Bayerisches Start-up will Kernfusions-Reaktoren bauen

BR: Ab 2030 Baubeginn geplant

Das Münchner Start-up „Marvel Fusion“, deutschlandweit das einzige Kernfusion erforschende Unternehmen, will ab 2030 mit dem Bau erster Kernfusions-Reaktoren beginnen. Nur: Experten bezweifeln, dass diese Form der Energiegewinnung bald klappt. Der jahrzehntelange Traum von einer unerschöpflichen, nachhaltigen und sauberen Energiequelle, der Kernfusion, könnte laut Experten viele unserer Energieprobleme lösen. Nun kam die Nachricht, dass Forscherinnen und Forschern in Kalifornien erstmals der große Coup gelungen ist: Sie haben mittels Kernfusion geschafft, dass mehr Energie freigesetzt wird, als vorher an Energie vorhanden war. Diese spezielle Forschung zu Kernfusion findet aber nicht nur in Kalifornien statt, sondern auch in Bayern, berichtete am stolz der Bayerische Rundfunk.

Heißes Plasma im Magnetfeld eines Tokamaks – Foto © Eye Steel Film from Canada – MAST Tokamak, Courtesy of MAST, CC BY 2.0

Auch in Bayern wird an der laserbasierten Kernfusion geforscht. Durch die Fusion hätte man eine saubere, CO2-freie und sichere Energiequelle, ohne langlebigen radioaktiven Abfall, betont Marvel Fusion-Sprecherin Heike Freund. Das sei „genau die Energiequelle, die wir hier am Wirtschaftsstandort Deutschland bräuchten“. In dem drei Jahre alten Unternehmen sind sechzig Mitarbeiterinnen und Mitarbeiter beschäftigt.
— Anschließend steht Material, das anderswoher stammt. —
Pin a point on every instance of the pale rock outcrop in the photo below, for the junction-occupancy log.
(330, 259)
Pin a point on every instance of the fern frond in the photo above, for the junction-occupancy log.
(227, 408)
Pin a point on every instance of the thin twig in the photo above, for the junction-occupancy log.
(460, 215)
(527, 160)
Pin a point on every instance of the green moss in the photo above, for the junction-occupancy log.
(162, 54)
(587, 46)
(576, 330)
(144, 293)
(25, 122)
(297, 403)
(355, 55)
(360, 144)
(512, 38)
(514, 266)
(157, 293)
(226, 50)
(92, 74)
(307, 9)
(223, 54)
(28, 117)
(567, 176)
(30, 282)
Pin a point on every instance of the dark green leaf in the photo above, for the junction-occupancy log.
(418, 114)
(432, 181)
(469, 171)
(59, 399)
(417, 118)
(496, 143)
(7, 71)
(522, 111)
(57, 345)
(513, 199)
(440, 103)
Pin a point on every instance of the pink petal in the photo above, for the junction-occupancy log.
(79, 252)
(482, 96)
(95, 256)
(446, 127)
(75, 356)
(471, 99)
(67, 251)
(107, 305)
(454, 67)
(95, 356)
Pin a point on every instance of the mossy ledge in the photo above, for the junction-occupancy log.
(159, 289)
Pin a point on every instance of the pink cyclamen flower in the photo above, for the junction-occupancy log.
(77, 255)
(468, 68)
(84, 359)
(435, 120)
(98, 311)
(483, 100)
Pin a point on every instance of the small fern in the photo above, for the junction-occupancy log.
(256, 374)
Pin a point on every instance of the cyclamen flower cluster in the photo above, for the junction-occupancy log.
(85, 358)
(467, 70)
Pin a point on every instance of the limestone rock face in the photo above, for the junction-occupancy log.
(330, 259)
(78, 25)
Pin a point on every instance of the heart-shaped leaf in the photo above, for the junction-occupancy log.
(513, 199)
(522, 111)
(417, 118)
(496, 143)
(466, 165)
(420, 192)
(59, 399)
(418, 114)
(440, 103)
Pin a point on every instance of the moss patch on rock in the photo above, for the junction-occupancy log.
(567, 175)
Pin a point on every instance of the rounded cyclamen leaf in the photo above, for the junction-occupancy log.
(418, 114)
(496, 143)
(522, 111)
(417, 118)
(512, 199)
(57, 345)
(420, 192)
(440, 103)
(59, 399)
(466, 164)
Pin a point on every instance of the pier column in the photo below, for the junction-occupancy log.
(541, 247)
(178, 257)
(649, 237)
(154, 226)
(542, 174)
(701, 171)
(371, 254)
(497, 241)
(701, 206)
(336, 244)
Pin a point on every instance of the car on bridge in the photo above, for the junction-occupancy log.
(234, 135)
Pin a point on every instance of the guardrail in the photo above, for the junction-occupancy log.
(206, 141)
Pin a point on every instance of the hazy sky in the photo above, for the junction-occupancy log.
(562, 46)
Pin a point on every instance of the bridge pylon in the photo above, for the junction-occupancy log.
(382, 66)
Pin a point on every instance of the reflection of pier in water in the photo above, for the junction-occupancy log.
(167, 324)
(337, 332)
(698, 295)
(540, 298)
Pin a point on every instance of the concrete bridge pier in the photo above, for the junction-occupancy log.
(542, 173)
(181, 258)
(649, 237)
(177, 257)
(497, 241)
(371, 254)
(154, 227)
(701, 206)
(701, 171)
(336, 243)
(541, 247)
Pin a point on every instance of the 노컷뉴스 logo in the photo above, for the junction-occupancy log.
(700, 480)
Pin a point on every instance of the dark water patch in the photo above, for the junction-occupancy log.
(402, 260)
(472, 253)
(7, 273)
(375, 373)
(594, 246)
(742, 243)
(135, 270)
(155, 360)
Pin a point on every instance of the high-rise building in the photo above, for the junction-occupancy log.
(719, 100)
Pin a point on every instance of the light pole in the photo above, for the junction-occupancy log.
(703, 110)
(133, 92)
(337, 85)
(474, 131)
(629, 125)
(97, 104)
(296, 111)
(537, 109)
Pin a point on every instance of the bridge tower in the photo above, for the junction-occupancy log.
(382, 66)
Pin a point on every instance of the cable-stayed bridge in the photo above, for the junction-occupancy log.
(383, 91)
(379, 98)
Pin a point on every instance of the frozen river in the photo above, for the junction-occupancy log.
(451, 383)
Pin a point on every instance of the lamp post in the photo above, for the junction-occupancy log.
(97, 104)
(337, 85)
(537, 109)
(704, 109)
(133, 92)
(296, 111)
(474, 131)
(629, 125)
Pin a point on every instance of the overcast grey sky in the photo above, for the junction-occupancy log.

Andere Erhitzung: Magnetbasierte Kernfusion

Ein anderer Ansatz ist die magnetbasierte Kernfusion. Hier wird das fusionsfähige Material, in dem Fall Plasma aus Atomkernen, eingesperrt. Mit starken Magneten soll es erhitzt werden, sodass die Kerne verschmelzen. Daran forscht zum Beispiel das Max-Planck-Institut für Plasma-Physik in Garching und Greifswald (siehe: solarify.eu/871-wendelstein-7-x-feiert-fertigstellung-der-forschungsanlage). „Das ist eigentlich der Hauptpunkt – zu verstehen, wie kommt man dazu, das Plasma heiß zu machen und bei diesen hohen Temperaturen zu halten“, erklärt Plasma-Physik Bereichsleiter Professor Hartmut Zohm.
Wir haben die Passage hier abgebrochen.